Elucidation of soil-landform interrelationships by canonical ordination analysis

Abstract

This paper examines the robustness of various multivariate ordination methods applied to elucidate the relationship between soil developed on hillslope and the environment in a South Australian subcatchment. Canonical correspondence analyses were found to be less attractive than the linear methods (i.e., principal component analysis and redundancy analysis) because interrelations among soil variables and/or between soil and the landform attributes are more linear than unimodal. Among the linear methods, standard redundancy analysis following transformation of soil data gave a clearer insight into pedogenetic implications of soil-landform interactions. Gradient angle, plan convexity, profile convexity and to a lesser extent, upslope distance and area, account for much of the soil variation in the study area. Gradient influences the distribution of surficial soil particles which is suggestive of selective removal and deposition of fine materials on the mid- to lower-slopes. Higher subsoil clay percentage associated with concave slopes may be ascribed to either increased weathering rate and/or flux of fine material due to convergence of water flows. Solum depth and depth to bedrock also appeared to have controlled some of the contemporary pedo-geomorphological processes. Eluvio-illuvial processes are more pronounced in the relatively deep lower-slope pedons evidenced by cutans in their subsoil layers.
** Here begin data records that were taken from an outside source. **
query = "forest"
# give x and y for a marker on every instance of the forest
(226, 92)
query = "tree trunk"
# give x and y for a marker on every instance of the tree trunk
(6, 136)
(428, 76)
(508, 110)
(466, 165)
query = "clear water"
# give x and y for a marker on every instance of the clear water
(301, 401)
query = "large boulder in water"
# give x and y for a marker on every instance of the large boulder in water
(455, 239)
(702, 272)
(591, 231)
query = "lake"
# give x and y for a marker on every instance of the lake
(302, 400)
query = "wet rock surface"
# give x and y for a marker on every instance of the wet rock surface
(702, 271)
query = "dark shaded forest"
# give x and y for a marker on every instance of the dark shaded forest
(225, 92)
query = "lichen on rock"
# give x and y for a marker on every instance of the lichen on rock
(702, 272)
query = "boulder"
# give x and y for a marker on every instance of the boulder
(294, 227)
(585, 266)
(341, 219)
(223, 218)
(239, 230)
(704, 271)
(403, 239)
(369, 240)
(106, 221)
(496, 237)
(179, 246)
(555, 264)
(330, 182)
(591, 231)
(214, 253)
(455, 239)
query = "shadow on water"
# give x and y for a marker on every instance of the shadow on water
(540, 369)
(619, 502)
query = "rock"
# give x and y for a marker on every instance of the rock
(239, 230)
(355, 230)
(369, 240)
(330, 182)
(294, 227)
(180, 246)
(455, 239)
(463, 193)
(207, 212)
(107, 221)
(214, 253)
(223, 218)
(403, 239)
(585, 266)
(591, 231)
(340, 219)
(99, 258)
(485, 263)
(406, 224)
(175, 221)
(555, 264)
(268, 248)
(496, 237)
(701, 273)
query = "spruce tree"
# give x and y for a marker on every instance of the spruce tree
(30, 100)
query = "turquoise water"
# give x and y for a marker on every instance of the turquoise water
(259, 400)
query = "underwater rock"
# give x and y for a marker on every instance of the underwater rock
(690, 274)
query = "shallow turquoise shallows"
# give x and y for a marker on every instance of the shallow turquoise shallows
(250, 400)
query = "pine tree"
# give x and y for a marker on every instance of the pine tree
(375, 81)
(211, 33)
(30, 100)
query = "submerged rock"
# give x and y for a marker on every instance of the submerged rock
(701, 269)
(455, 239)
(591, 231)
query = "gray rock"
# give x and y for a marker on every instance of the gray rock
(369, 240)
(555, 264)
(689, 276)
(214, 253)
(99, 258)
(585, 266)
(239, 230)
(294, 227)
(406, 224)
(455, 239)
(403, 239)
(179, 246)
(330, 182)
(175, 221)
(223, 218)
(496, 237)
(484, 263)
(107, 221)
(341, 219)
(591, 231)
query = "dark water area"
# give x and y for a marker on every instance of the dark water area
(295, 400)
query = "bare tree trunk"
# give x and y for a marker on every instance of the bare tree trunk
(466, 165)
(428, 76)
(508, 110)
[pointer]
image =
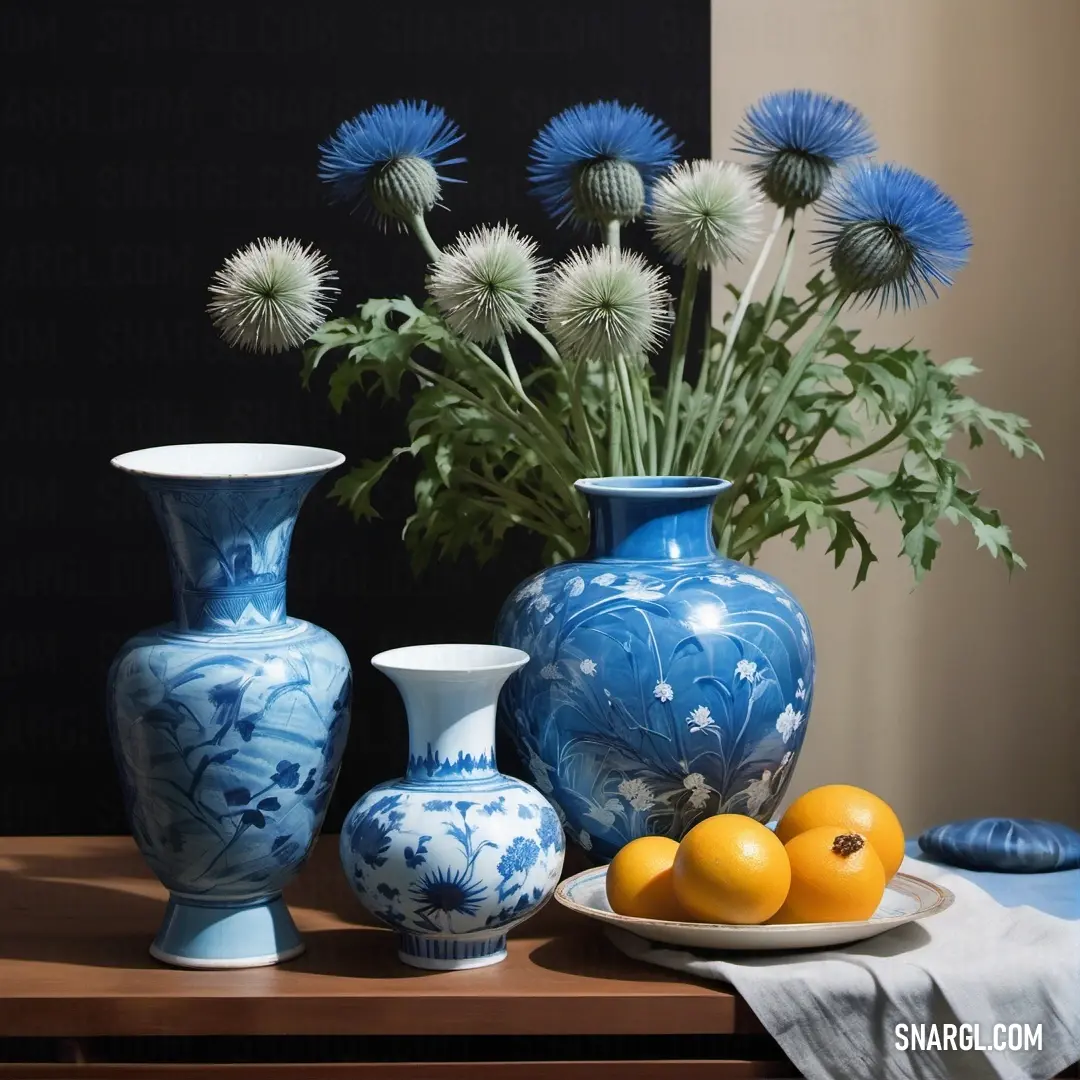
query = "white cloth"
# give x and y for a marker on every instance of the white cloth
(835, 1012)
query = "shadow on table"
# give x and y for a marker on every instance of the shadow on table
(364, 952)
(76, 909)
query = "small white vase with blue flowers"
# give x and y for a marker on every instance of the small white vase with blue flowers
(454, 854)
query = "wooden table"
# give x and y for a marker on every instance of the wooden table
(77, 985)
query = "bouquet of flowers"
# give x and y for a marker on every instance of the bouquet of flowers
(523, 376)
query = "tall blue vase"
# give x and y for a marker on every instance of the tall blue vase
(228, 723)
(666, 683)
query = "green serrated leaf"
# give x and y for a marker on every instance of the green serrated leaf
(353, 490)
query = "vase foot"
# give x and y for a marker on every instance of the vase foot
(450, 954)
(206, 935)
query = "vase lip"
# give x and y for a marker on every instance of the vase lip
(653, 487)
(227, 460)
(450, 659)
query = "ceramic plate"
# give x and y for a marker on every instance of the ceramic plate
(906, 899)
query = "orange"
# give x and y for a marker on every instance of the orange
(639, 879)
(731, 868)
(853, 810)
(836, 877)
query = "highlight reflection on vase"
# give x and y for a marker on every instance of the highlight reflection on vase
(228, 724)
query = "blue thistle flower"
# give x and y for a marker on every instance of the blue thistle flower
(594, 163)
(798, 137)
(389, 160)
(892, 234)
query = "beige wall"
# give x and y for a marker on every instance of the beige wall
(961, 697)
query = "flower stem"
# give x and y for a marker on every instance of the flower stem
(781, 282)
(547, 346)
(632, 420)
(866, 451)
(651, 441)
(781, 395)
(419, 227)
(680, 339)
(582, 431)
(615, 426)
(508, 362)
(726, 363)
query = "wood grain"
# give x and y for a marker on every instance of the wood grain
(77, 915)
(409, 1070)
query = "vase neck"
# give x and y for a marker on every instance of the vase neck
(228, 547)
(651, 517)
(450, 692)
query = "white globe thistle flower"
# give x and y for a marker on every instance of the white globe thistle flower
(270, 295)
(601, 304)
(705, 212)
(487, 282)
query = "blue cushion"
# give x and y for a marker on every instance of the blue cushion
(1009, 845)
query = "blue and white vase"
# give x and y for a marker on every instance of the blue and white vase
(665, 683)
(228, 724)
(454, 854)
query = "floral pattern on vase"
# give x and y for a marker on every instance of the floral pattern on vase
(666, 683)
(228, 724)
(451, 855)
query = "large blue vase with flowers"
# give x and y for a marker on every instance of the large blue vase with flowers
(228, 723)
(665, 683)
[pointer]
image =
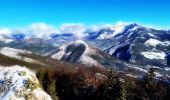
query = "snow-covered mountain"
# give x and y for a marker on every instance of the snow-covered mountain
(129, 42)
(19, 83)
(136, 44)
(82, 53)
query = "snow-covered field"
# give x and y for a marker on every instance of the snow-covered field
(14, 53)
(20, 83)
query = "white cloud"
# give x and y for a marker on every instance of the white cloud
(77, 29)
(41, 29)
(5, 31)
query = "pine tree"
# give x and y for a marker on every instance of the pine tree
(51, 89)
(122, 91)
(150, 76)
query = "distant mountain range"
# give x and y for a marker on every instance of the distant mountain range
(129, 44)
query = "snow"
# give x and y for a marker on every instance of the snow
(5, 40)
(85, 57)
(118, 28)
(14, 53)
(154, 55)
(154, 42)
(14, 86)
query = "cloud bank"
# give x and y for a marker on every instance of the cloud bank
(43, 30)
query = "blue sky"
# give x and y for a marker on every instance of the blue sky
(16, 13)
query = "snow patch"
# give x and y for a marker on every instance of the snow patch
(154, 55)
(154, 42)
(13, 84)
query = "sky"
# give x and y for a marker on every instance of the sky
(18, 13)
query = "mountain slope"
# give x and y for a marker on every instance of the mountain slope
(82, 53)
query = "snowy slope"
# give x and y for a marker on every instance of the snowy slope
(80, 52)
(14, 53)
(19, 83)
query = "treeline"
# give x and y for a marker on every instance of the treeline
(91, 84)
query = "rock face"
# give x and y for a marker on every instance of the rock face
(19, 83)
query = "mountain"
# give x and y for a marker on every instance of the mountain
(82, 53)
(123, 43)
(136, 44)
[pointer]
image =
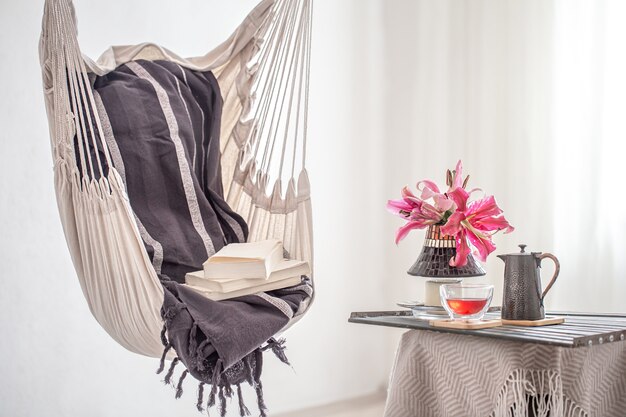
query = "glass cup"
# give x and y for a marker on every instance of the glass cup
(466, 301)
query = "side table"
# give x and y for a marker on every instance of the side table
(577, 369)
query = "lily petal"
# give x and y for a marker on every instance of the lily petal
(429, 189)
(396, 206)
(489, 224)
(484, 246)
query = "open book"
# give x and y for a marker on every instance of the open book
(265, 286)
(247, 268)
(282, 270)
(244, 260)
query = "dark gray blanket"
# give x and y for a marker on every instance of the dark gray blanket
(162, 125)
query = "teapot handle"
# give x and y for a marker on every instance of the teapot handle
(556, 271)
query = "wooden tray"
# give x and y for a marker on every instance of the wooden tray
(548, 321)
(578, 329)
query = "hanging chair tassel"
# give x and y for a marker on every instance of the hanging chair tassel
(200, 397)
(164, 336)
(170, 372)
(193, 342)
(258, 387)
(222, 402)
(179, 387)
(162, 362)
(243, 410)
(215, 380)
(249, 373)
(228, 390)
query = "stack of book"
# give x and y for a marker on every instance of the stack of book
(247, 268)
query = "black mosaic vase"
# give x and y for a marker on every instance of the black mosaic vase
(434, 261)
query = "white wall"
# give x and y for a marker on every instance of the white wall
(56, 360)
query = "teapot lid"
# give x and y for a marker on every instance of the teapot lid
(523, 252)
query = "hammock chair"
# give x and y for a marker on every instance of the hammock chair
(263, 75)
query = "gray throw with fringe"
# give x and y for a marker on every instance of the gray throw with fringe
(162, 124)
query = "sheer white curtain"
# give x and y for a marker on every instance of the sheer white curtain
(531, 95)
(590, 138)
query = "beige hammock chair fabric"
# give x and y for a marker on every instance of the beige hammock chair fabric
(262, 70)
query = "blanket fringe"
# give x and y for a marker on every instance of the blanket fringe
(243, 410)
(215, 380)
(193, 342)
(179, 387)
(200, 397)
(222, 402)
(170, 372)
(258, 386)
(162, 361)
(542, 390)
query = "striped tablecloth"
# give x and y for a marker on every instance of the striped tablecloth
(453, 375)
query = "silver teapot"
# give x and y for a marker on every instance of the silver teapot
(523, 298)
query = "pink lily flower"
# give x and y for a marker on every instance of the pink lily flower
(475, 222)
(418, 213)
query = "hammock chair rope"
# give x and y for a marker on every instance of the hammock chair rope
(263, 73)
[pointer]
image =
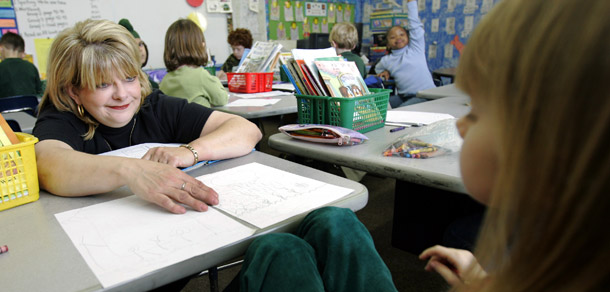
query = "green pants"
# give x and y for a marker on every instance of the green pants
(331, 251)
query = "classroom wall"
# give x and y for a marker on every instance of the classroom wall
(448, 25)
(41, 19)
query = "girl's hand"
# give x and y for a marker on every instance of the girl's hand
(456, 266)
(170, 187)
(173, 156)
(385, 75)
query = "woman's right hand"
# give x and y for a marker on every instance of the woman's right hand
(456, 266)
(385, 75)
(163, 184)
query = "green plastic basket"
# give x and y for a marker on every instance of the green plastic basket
(362, 113)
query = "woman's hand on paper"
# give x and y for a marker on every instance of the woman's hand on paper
(170, 187)
(454, 265)
(173, 156)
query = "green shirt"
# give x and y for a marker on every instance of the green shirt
(19, 77)
(195, 85)
(359, 63)
(230, 63)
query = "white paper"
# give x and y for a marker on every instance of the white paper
(415, 117)
(253, 102)
(137, 151)
(126, 238)
(263, 195)
(262, 94)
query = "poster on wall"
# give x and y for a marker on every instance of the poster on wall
(315, 9)
(219, 6)
(293, 20)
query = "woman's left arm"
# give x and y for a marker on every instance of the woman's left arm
(223, 136)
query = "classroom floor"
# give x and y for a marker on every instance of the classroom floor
(407, 270)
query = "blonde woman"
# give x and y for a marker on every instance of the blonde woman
(545, 178)
(98, 99)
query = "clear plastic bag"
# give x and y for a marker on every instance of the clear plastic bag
(433, 140)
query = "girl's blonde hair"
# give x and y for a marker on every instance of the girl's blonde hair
(543, 66)
(184, 45)
(86, 55)
(345, 35)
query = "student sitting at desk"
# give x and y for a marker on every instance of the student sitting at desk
(184, 57)
(98, 99)
(17, 76)
(406, 62)
(545, 178)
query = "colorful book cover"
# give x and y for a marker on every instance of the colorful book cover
(342, 78)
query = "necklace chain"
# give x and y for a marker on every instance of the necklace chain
(130, 134)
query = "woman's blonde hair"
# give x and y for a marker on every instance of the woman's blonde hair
(184, 45)
(543, 67)
(345, 35)
(86, 55)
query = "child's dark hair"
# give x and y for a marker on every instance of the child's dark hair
(240, 36)
(13, 41)
(184, 45)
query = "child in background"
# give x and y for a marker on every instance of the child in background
(184, 58)
(344, 38)
(142, 46)
(17, 76)
(239, 39)
(545, 178)
(406, 62)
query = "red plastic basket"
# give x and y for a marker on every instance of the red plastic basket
(250, 82)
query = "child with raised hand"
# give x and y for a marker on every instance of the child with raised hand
(545, 178)
(184, 58)
(17, 76)
(406, 62)
(344, 38)
(239, 39)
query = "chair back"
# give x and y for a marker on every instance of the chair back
(20, 103)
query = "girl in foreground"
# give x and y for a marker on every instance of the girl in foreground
(545, 177)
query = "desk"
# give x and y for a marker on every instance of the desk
(444, 72)
(42, 257)
(26, 121)
(441, 91)
(429, 193)
(286, 105)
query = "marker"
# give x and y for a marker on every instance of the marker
(397, 129)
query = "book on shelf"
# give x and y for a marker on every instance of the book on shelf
(262, 57)
(342, 78)
(309, 55)
(7, 136)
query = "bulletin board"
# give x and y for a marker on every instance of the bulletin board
(293, 20)
(448, 25)
(8, 19)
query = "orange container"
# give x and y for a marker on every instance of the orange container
(250, 82)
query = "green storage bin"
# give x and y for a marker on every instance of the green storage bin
(362, 113)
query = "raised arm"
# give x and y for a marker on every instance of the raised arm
(66, 172)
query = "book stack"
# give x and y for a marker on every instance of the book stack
(7, 136)
(320, 72)
(262, 57)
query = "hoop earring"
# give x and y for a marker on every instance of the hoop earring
(81, 110)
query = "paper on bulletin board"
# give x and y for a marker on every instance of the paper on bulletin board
(42, 46)
(219, 6)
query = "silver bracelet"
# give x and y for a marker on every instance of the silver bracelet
(195, 154)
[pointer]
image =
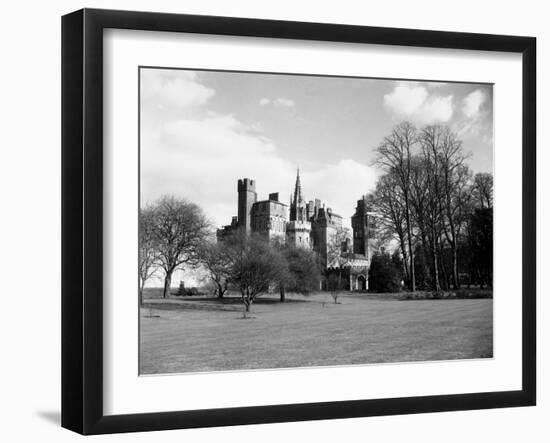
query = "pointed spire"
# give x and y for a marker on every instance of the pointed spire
(298, 188)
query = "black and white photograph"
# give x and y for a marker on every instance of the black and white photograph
(295, 221)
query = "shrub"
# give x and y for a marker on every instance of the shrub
(385, 274)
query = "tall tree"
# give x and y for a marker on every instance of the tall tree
(482, 190)
(394, 154)
(388, 204)
(217, 259)
(148, 265)
(179, 229)
(257, 267)
(431, 138)
(455, 187)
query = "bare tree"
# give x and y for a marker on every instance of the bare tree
(256, 267)
(388, 204)
(482, 190)
(218, 261)
(455, 183)
(148, 258)
(337, 259)
(431, 138)
(180, 227)
(394, 154)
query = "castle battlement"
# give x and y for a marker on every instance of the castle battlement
(246, 184)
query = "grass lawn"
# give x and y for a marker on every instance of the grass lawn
(203, 334)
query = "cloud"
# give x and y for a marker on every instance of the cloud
(173, 89)
(202, 159)
(340, 185)
(280, 102)
(412, 101)
(471, 104)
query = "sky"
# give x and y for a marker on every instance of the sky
(203, 130)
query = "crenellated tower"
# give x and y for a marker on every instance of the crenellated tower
(299, 226)
(247, 197)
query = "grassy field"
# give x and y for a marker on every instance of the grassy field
(203, 334)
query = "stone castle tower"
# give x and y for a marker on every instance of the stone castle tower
(299, 227)
(362, 224)
(247, 197)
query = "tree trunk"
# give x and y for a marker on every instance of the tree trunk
(455, 268)
(437, 287)
(141, 286)
(167, 284)
(409, 240)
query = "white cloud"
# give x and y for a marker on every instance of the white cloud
(412, 101)
(202, 160)
(284, 102)
(173, 88)
(340, 185)
(471, 104)
(280, 102)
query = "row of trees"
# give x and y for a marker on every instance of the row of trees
(175, 234)
(431, 203)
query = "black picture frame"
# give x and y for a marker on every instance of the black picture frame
(82, 220)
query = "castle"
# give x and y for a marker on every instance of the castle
(308, 225)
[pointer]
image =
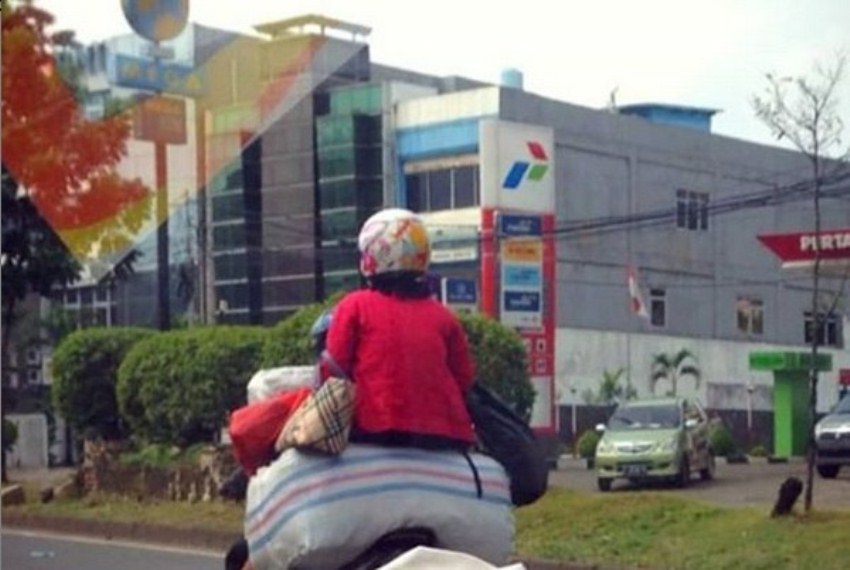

Soil colours are related to the soil depth attributes, slope and upslope distance and area, probably through the influence of these attributes on soil drainage condition. The extent to which landform and parent-material related attributes (e.g., depth to bedrock) affect soil development and distribution patterns in the study area is shown quantitatively. These findings have considerably improved our understanding of soil genesis in the study area and also point to the importance of land unit delineation to design sampling patterns. The enhanced sampling design would be beneficial in terms of reduced extrapolation error and thus misclassification of soil.